The practice of compounding is regulated by state boards of pharmacy. Pharmacists engaged in compounding are expected to follow proper processes for the types of trainings that are compounded.
The Drug Enforcement Administration (DEA) has supervision for any controlled substances used in the preparation of compounded medications. Controlled substances include narcotics such as hydrocodone, amphetamines and similar drugs, and drugs like those used for stress and sleep disorders.
In addition, the United States Pharmacopeial (USP) Convention dilemmas standards that apply to compounding. This quasigovernmental organization identifies the chemical composition of drugs and also problems practice standards. Two standards in particular are important to compounding pharmacists.
The USP standard is a national standard for the procedure, testing and verification of any compounded sterile preparations. It provides guidance on preventing microbial contamination and other deviations in compounded sterile products regardless of setting (for example, hospitals, community pharmacies) and who is performing the compounding (pharmacists, nurses, pharmacy technicians, or others).
USP provides similar guidance for infertile preparations that are compounded in medical care settings. It describes types of compounding (straightforward, average, complex); defines terms such as beyond-use date and stability; and supplies criteria for compounding pharmacists to follow in preparing various drug preparations.
Compliance carries the force of law in many states based on regulations or legislative acts passed by legislatures and boards of pharmacy.
The pharmacy profession recently created an accrediting body for compounding pharmacies. The Pharmacy Compounding Accreditation Board (PCAB) was established by eight pharmacy organizations, for instance, American Pharmacists Association, and is governed by a Board of Directors made up of representatives of the National Association of Boards of Pharmacy, USP, the International Academy of Pharmaceutical Compounding, and several drugstore practitioner organizations, including APhA. An onsite survey provides the chance to to attest they have achieved a superior level of quality assurance acknowledgement for non-sterile and sterile compounded preparations to compounding pharmacies. This provides consumers with a powerful indicator of the quality of products they receive from accredited drugstores.
How would patients understand if their drug is compounded? Do anything differently?
Inquire. Drugs that are compounded can be received by a patient from an average community pharmacy or a specialty compounding pharmacy, or physicians or other health professionals can administer compounded drugs in clinics or medical offices. Patients can request the person administering the pharmacist or a medicine dispensing a prescription whether it was prepared in a compounding pharmacy or made by a drug company.
Patients can ask whether the compounding pharmacy is accredited, if a prescription calls for a compounded drug. State on PCAB’s site organizes lists of accredited compounding pharmacy.

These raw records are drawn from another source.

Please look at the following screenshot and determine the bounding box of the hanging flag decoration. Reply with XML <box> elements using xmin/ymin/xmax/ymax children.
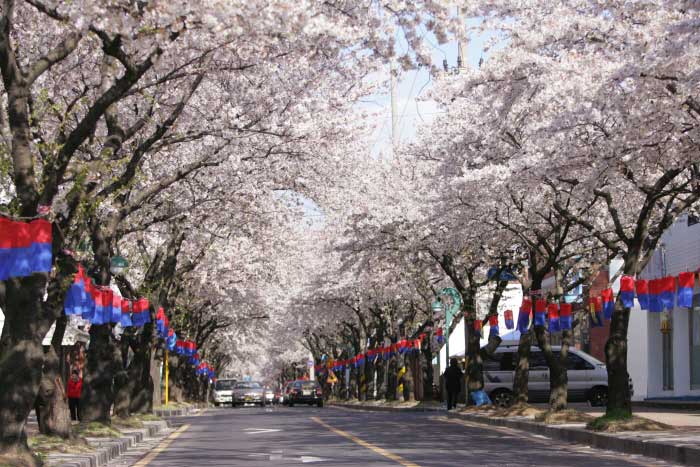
<box><xmin>503</xmin><ymin>310</ymin><xmax>515</xmax><ymax>329</ymax></box>
<box><xmin>64</xmin><ymin>266</ymin><xmax>88</xmax><ymax>316</ymax></box>
<box><xmin>535</xmin><ymin>299</ymin><xmax>547</xmax><ymax>326</ymax></box>
<box><xmin>435</xmin><ymin>328</ymin><xmax>445</xmax><ymax>344</ymax></box>
<box><xmin>635</xmin><ymin>279</ymin><xmax>650</xmax><ymax>310</ymax></box>
<box><xmin>518</xmin><ymin>298</ymin><xmax>532</xmax><ymax>334</ymax></box>
<box><xmin>474</xmin><ymin>318</ymin><xmax>483</xmax><ymax>337</ymax></box>
<box><xmin>110</xmin><ymin>293</ymin><xmax>122</xmax><ymax>324</ymax></box>
<box><xmin>547</xmin><ymin>303</ymin><xmax>561</xmax><ymax>334</ymax></box>
<box><xmin>559</xmin><ymin>303</ymin><xmax>573</xmax><ymax>331</ymax></box>
<box><xmin>678</xmin><ymin>272</ymin><xmax>695</xmax><ymax>308</ymax></box>
<box><xmin>620</xmin><ymin>276</ymin><xmax>634</xmax><ymax>308</ymax></box>
<box><xmin>601</xmin><ymin>289</ymin><xmax>615</xmax><ymax>321</ymax></box>
<box><xmin>489</xmin><ymin>315</ymin><xmax>500</xmax><ymax>337</ymax></box>
<box><xmin>166</xmin><ymin>328</ymin><xmax>177</xmax><ymax>352</ymax></box>
<box><xmin>659</xmin><ymin>276</ymin><xmax>676</xmax><ymax>310</ymax></box>
<box><xmin>0</xmin><ymin>217</ymin><xmax>53</xmax><ymax>281</ymax></box>
<box><xmin>119</xmin><ymin>298</ymin><xmax>133</xmax><ymax>328</ymax></box>
<box><xmin>131</xmin><ymin>298</ymin><xmax>151</xmax><ymax>327</ymax></box>
<box><xmin>649</xmin><ymin>279</ymin><xmax>664</xmax><ymax>313</ymax></box>
<box><xmin>588</xmin><ymin>297</ymin><xmax>604</xmax><ymax>328</ymax></box>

Does a compounding pharmacist have unique training?
Compounding is a fundamental activity to the practice of pharmacy. Pharmacists are taught in pharmacy school how to properly compound medicines, and many states examine skills and their compounding knowledge before issuing permits.
No state now requires a special kind of training, and no nationally accepted specialty exists for pharmaceutical compounding.
Are there alternatives to using a compounding pharmacy?
A health care provider will prescribe a compounded drug only when those available don’t meet your needs. If you do not comprehend why you’ve been prescribed a particular formulation, ask your doctor. If you’re concerned about taking a compounded drug and you and your doctor agree that you can tolerate the commercial drug, you may even ask if there’s any evidence that you will do better on the formulation that is compounded.